Dans ce contexte, le chat peut être considéré à présent comme une espèce « invasive » dans les écosystèmes naturels. Ses activités prédatrices varient en fonction de divers facteurs tels que l'âge, la condition physique, le tempérament, la stérilisation, la sécurité alimentaire et même les conditions météorologiques… Cette prédation devient préoccupante pour la petite faune sauvage, notamment dans les zones semi-urbaines soumises à la perte d'habitats et à diverses pollutions.

On estime qu'un chat domestique bien nourri capture en moyenne 30 proies par an, contre 270 pour un chat errant et 1 000 pour un chat haret ! Le nombre d'oiseaux tués par des chats s'élèverait à 75 millions en France, 27 millions en Grande-Bretagne et 500 millions aux Etats-Unis… Dans les centres de soins LPO, 8 à 10 % des animaux blessés ont été victimes d'un chat domestique. Il s'agit à 88 % d'oiseaux et pour 12 % de mammifères (dont 60 % sont des chauves-souris).

Face à ce constat, la LPO a conduit une étude sur divers dispositifs de protection de la petite faune, grâce à la participation de 40 propriétaires de jardins en Charente-Maritime. Il en résulte que la cohabitation entre les chats domestiques et les animaux du jardin peut être facilitée par quelques pratiques, dont chacune contribuera à réduire le nombre d'actes de prédation.

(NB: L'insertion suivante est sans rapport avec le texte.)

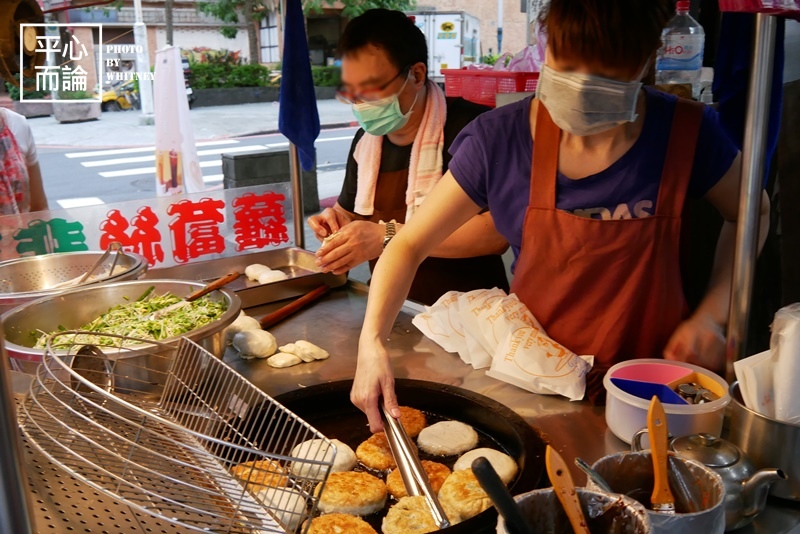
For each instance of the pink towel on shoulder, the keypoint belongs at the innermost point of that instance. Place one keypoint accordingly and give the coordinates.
(425, 166)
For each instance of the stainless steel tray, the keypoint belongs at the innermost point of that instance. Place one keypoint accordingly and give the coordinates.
(297, 263)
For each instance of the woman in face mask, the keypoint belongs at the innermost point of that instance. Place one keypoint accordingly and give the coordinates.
(587, 182)
(398, 155)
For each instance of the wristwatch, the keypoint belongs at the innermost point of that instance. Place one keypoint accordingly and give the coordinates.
(391, 230)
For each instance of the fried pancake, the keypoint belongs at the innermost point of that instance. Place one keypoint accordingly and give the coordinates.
(411, 515)
(261, 473)
(503, 464)
(339, 524)
(462, 495)
(447, 438)
(413, 421)
(437, 473)
(375, 453)
(352, 493)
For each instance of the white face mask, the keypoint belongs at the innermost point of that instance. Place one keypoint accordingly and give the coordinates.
(582, 104)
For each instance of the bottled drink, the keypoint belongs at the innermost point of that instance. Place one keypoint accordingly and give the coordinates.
(680, 57)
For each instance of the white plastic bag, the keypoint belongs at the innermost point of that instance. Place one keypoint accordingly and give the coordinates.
(785, 347)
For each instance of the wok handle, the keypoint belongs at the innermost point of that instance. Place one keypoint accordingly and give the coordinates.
(282, 313)
(216, 284)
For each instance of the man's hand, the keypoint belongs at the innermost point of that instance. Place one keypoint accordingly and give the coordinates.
(698, 340)
(354, 244)
(328, 222)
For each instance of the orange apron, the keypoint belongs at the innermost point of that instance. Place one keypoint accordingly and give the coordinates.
(608, 288)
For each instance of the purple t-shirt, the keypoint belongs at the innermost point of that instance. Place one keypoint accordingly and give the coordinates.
(492, 164)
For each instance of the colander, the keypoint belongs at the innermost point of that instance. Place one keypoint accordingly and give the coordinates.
(26, 279)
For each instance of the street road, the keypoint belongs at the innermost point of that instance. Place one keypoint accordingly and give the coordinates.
(75, 177)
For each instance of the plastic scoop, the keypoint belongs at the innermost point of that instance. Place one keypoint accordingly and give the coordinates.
(662, 498)
(564, 487)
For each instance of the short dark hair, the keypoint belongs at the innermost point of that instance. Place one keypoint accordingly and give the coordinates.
(393, 31)
(620, 34)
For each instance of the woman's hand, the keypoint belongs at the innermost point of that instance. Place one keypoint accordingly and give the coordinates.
(373, 380)
(698, 340)
(355, 243)
(330, 221)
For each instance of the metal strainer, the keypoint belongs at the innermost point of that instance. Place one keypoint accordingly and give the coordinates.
(25, 279)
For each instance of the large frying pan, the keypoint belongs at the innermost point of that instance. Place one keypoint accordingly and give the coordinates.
(327, 407)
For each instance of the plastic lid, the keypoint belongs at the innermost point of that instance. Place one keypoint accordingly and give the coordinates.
(707, 449)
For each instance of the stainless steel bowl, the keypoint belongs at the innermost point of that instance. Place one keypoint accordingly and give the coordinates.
(23, 280)
(768, 443)
(23, 325)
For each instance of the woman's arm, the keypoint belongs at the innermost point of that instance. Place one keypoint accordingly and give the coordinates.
(697, 339)
(447, 208)
(36, 186)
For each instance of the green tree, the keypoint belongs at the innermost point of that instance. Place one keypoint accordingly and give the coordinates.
(354, 8)
(232, 12)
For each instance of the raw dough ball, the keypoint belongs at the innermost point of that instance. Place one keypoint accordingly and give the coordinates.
(308, 352)
(283, 359)
(242, 323)
(268, 277)
(317, 449)
(447, 438)
(504, 464)
(254, 271)
(289, 505)
(255, 344)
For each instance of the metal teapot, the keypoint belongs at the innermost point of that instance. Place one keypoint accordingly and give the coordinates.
(746, 489)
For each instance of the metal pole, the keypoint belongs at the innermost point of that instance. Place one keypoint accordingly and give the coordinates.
(753, 165)
(296, 177)
(15, 509)
(143, 64)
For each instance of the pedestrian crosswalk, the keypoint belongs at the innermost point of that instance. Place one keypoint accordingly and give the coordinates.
(126, 162)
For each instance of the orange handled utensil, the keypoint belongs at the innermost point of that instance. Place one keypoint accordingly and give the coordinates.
(662, 498)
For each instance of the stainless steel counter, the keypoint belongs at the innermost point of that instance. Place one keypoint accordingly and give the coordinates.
(334, 323)
(574, 428)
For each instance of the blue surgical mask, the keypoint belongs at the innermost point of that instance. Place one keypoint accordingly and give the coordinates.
(383, 116)
(582, 104)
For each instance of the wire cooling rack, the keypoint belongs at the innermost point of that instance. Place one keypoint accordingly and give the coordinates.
(174, 432)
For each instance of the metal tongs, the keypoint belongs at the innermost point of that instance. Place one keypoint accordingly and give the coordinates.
(114, 246)
(411, 471)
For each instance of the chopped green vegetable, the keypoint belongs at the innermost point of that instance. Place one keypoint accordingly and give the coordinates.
(130, 320)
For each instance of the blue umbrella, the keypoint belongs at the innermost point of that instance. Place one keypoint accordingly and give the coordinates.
(298, 118)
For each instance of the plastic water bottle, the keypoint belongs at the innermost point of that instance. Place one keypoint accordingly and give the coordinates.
(680, 57)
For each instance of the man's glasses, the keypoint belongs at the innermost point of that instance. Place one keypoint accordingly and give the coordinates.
(370, 95)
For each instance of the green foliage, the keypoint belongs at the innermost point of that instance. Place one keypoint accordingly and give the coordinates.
(326, 76)
(13, 90)
(216, 75)
(354, 8)
(228, 12)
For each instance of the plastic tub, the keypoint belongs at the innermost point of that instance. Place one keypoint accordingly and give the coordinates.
(626, 413)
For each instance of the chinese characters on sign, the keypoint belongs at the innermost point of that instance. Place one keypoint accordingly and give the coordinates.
(166, 231)
(67, 60)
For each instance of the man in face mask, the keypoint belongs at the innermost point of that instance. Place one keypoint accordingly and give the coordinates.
(400, 153)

Aménager le jardin avec des zones de refuge

Une zone enherbée sauvage, un muret en pierres sèches, des haies denses et des buissons épineux, etc. constituent des refuges potentiels pour la petite faune. Il est aussi possible d'installer des systèmes répulsifs : plantes (Plectranthus caninus), tapis à trous « anti-chat », arrosage à détection de mouvement, dispositif à ultrasons tel : « Catwatch », barrière de protection à maillons indépendants empêchant d'accéder aux nichoirs ou aux mangeoires, tel « Stop Minou », etc.

Stériliser son chat

Préconisée par de nombreuses associations et les vétérinaires, la stérilisation permet de limiter la prolifération des chats et réduit aussi les risques de maladies et d'infections.

 Identifier son chat

Depuis le 1er janvier 2012, l'identification des chats est obligatoire (depuis 1999 pour les chiens).

Prendre soin de son chat

Jouer avec l'animal, le caresser, s'en occuper et surtout lui garantir la sécurité alimentaire atténue son instinct de prédateur.